Entries linking to payroll
c. 1200, paien, "to appease, pacify, satisfy, be to the liking of," from Old French paier "to pay, pay up" (12c., Modern French payer), from Latin pacare "to please, pacify, satisfy" (in Medieval Latin especially "satisfy a creditor"), literally "make peaceful," from pax (genitive pacis) "peace" (see peace).
The meaning "to give what is due for goods or services" arose in Medieval Latin and was attested in English by early 13c.; the sense of "please, pacify" died out in English by 1500. Figurative sense of "suffer, endure" (a punishment, etc.) is first recorded late 14c. Meaning "to give or render" with little or no sense of obligation (pay attention, pay respects, pay a compliment) is by 1580s. Meaning "be remunerative, be profitable, yield a suitable return or reward" is by 1812. Related: Paid; paying. To pay up was originally (mid-15c.) "make up the difference between two sums of money;" the sense of "pay fully or promptly" is by 1911. Pay television is attested by 1957.
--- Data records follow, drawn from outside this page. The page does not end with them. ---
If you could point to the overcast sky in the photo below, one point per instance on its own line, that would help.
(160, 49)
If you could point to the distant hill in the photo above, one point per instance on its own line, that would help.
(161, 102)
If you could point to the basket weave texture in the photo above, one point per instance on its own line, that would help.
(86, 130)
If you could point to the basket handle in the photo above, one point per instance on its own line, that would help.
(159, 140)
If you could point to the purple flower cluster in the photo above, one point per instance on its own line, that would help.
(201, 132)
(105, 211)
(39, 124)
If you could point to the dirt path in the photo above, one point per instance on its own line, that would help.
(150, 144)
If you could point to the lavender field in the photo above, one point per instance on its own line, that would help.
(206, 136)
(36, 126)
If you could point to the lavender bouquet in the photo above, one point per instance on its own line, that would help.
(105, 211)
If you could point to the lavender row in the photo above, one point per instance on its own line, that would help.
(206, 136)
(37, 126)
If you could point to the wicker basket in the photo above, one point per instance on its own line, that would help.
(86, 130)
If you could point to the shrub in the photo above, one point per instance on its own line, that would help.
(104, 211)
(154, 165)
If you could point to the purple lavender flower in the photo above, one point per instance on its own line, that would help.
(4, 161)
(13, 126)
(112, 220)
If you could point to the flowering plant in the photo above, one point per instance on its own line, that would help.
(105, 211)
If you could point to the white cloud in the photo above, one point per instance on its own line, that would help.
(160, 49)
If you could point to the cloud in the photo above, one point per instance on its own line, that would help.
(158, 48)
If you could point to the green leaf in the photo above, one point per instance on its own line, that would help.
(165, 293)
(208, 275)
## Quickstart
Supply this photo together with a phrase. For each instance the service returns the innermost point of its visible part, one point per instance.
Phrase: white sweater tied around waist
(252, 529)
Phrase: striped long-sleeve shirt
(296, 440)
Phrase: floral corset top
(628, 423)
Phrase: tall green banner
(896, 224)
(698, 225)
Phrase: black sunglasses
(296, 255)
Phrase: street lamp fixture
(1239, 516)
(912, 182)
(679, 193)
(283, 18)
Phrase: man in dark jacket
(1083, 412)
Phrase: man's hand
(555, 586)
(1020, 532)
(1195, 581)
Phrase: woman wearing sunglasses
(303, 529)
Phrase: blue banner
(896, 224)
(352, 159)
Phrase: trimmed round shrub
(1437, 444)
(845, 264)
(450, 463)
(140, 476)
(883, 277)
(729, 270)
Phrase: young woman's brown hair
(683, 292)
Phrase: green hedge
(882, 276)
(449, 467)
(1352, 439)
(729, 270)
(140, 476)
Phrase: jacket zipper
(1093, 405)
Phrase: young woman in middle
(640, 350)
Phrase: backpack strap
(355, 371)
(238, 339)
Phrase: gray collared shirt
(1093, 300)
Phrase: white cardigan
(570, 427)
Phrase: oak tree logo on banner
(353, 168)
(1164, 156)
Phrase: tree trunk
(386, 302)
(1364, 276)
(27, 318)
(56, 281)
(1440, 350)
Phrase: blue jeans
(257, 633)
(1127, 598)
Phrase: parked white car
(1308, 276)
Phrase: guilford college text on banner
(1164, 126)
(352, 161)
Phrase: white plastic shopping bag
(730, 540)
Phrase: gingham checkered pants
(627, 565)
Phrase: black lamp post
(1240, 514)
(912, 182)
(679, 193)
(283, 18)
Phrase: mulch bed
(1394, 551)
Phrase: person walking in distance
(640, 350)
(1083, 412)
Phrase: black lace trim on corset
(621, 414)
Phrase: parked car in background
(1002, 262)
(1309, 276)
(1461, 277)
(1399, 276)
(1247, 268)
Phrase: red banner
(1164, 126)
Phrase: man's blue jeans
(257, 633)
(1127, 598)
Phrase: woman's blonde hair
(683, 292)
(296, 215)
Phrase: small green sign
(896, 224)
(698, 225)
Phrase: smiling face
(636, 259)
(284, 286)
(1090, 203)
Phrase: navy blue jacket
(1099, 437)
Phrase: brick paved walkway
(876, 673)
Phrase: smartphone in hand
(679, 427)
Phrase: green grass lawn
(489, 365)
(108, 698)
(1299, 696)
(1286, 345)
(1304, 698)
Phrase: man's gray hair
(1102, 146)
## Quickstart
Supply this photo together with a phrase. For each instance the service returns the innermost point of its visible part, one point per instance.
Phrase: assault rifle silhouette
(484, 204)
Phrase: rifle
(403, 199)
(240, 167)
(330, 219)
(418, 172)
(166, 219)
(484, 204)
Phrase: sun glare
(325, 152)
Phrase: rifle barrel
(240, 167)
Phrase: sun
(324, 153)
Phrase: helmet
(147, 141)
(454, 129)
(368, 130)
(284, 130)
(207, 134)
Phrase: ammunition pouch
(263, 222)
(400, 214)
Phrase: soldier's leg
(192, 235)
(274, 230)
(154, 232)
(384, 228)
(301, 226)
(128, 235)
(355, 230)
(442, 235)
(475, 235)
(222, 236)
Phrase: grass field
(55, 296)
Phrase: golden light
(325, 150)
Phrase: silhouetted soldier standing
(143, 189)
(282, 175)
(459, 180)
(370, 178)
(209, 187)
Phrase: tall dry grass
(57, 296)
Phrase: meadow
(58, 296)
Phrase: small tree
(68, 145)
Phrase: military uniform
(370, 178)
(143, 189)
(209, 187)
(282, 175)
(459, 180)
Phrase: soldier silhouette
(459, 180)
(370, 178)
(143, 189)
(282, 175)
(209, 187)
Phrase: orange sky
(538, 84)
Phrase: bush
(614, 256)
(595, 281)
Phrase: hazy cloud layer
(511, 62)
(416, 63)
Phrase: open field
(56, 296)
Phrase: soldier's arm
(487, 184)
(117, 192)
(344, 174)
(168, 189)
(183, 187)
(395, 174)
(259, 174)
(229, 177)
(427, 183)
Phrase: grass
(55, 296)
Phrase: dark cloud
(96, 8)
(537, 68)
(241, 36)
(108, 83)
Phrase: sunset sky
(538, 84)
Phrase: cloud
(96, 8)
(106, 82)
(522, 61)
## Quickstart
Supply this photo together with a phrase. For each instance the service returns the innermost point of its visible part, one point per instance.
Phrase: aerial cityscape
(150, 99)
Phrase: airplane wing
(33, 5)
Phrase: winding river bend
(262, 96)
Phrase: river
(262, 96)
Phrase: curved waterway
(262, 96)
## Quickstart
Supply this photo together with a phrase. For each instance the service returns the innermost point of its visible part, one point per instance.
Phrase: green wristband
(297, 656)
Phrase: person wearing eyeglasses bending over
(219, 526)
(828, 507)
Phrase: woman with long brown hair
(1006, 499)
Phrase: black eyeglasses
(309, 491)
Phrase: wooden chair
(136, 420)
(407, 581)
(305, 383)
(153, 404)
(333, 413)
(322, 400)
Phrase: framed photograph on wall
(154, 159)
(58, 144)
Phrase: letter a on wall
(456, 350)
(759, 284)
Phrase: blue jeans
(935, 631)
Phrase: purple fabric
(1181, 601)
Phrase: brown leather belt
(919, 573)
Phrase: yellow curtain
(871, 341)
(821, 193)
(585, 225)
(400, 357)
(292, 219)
c. 1200, rolle, "rolled-up piece of parchment or paper, scroll" (especially one inscribed with an official record), from Old French rolle "document, parchment scroll, decree" (12c.), Medieval Latin rotulus "a roll of paper" (source also of Spanish rollo, Italian rullo), from Latin rotula "small wheel," diminutive of rota "wheel" (see rotary). Dutch rol, German Rolle, Danish rulle, etc. are from French.
The meaning "a register, a list, a catalogue" is from late 14c., common from c. 1800. The general sense of "quantity of material rolled up" also is from late 14c. Specific cookery meaning "small quantity of dough which is rolled before baking" is recorded from mid-15c. The meaning "quantity of paper money" is from 1846; the sense of "quantity of (rolled) film" is from 1890.